China and Russia can be compared generally. They both have what we call a sovereign and controlled approach to the internet. They see it as something that needs to be much more managed by the state than we often see in many liberal democracies. But I would argue that that’s about where it stops. China’s internet strategy is fundamentally oriented towards balancing the economic benefits of internet openness with the political and security benefits of internet control. So it’s sort of a tricky wire they try and walk there. Russia is a little bit different because Russia’s economy is not nearly where China’s is, particularly in the tech sector. And so, in Russia, they lean a lot more towards caring about the political and security elements.

I mean, how effective is this likely to be?

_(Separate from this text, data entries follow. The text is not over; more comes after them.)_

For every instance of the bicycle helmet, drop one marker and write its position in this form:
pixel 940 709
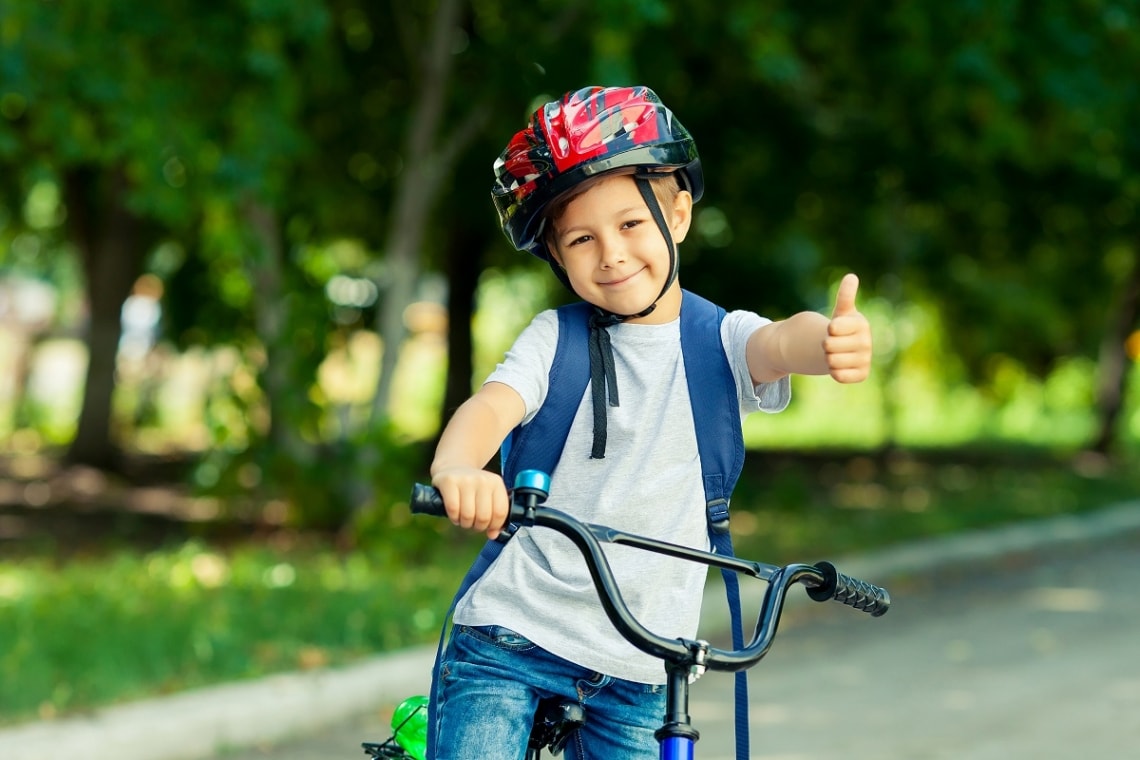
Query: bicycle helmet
pixel 586 132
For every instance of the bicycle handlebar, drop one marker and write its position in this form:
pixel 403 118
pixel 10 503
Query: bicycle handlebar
pixel 823 581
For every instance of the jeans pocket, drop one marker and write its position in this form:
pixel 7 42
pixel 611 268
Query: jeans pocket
pixel 497 636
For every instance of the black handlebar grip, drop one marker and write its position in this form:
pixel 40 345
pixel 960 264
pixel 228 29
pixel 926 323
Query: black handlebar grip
pixel 426 500
pixel 861 595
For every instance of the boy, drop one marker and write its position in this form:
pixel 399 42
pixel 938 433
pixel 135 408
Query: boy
pixel 601 185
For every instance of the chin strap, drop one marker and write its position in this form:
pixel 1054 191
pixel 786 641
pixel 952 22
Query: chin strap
pixel 603 377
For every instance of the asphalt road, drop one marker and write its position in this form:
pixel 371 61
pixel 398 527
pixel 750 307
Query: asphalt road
pixel 1026 656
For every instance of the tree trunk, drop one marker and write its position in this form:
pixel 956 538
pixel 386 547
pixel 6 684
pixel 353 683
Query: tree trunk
pixel 1113 365
pixel 425 164
pixel 112 244
pixel 464 262
pixel 271 317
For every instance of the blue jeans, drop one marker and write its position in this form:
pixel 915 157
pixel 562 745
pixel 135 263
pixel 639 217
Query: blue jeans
pixel 489 685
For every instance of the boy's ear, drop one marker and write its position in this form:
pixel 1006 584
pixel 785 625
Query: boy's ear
pixel 682 215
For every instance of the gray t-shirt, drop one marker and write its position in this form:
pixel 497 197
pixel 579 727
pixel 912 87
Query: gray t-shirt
pixel 648 483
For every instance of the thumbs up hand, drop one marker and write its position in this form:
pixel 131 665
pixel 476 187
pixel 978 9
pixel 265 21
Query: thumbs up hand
pixel 847 346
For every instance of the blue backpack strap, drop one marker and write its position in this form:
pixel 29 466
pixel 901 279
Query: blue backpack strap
pixel 535 446
pixel 538 444
pixel 721 446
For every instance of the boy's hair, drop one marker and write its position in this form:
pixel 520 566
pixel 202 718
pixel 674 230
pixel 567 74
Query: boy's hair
pixel 665 186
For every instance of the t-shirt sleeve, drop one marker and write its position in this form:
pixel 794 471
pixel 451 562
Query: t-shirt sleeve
pixel 735 329
pixel 527 365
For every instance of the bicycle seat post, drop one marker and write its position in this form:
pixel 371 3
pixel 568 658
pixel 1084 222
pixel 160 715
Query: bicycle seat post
pixel 677 735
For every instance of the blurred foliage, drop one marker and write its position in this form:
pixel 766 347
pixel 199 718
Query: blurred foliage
pixel 197 614
pixel 200 613
pixel 975 163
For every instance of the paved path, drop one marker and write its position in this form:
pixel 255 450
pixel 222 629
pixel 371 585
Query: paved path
pixel 1032 656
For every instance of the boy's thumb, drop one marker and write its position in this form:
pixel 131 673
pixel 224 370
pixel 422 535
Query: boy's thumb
pixel 845 299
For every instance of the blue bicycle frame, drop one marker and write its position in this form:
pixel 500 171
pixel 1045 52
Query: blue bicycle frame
pixel 684 659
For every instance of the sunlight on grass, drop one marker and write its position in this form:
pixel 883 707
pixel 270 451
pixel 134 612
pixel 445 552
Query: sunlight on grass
pixel 76 637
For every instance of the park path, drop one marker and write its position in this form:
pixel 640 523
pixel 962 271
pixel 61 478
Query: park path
pixel 1028 655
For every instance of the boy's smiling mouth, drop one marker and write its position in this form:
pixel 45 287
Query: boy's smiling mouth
pixel 621 280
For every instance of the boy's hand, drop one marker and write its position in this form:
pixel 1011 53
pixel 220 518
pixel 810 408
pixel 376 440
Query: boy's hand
pixel 474 498
pixel 847 346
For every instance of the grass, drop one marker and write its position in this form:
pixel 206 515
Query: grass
pixel 100 629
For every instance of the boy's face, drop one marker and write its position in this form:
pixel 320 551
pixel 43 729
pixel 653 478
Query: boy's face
pixel 613 253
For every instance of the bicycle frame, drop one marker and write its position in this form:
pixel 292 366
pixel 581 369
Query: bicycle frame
pixel 684 659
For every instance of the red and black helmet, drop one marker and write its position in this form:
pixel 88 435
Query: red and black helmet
pixel 585 133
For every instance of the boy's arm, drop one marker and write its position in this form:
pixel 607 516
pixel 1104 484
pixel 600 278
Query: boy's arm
pixel 809 343
pixel 474 497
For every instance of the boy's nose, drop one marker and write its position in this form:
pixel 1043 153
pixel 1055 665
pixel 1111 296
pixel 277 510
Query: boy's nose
pixel 613 252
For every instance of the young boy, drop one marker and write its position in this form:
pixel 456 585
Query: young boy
pixel 601 185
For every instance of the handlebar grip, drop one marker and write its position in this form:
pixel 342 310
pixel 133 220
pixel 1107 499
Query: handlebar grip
pixel 863 596
pixel 426 500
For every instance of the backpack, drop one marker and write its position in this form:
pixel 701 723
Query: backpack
pixel 719 441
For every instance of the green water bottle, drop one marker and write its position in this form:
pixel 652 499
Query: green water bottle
pixel 409 726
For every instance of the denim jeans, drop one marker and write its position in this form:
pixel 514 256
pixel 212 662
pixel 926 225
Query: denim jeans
pixel 489 685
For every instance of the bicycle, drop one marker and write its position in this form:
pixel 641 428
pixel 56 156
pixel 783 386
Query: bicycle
pixel 685 660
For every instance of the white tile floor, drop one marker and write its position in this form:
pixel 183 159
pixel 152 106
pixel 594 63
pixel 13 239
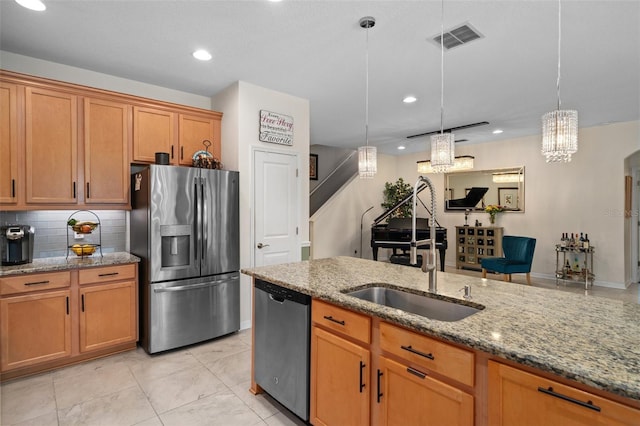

That’s the key question here. And Russia has struggled, particularly compared to China, which, as you said, is sort of the gold standard of internet filtering. Russia’s really struggled to achieve anything near the same level of sophistication and scale. They haven’t been doing this as long as the Chinese — this internet filtering stuff. The technical capabilities are not there. They don’t have the human and financial resources that the Chinese do. For that reason, it’s very likely that there are going to be a lot of stumbling blocks here. We’ve seen that already because Russia had talked about doing some sort of disconnection test between May and now, and that has not manifested.

Related: ‘If not I, then who?’: Armed with the internet, Russia’s young people want to remake their world 

Is this new law likely to have any impact on Russia’s disinformation campaigns?

I would argue, yes. They’re already doing a lot in this space. Add that to the fact that they might feel more insulated from what the rest of the world can do to them, I think that would only lower their disincentives to do disinformation campaigns and cyberattacks and things of that nature.

This interview has been edited and condensed for clarity. Reuters contributed to this report.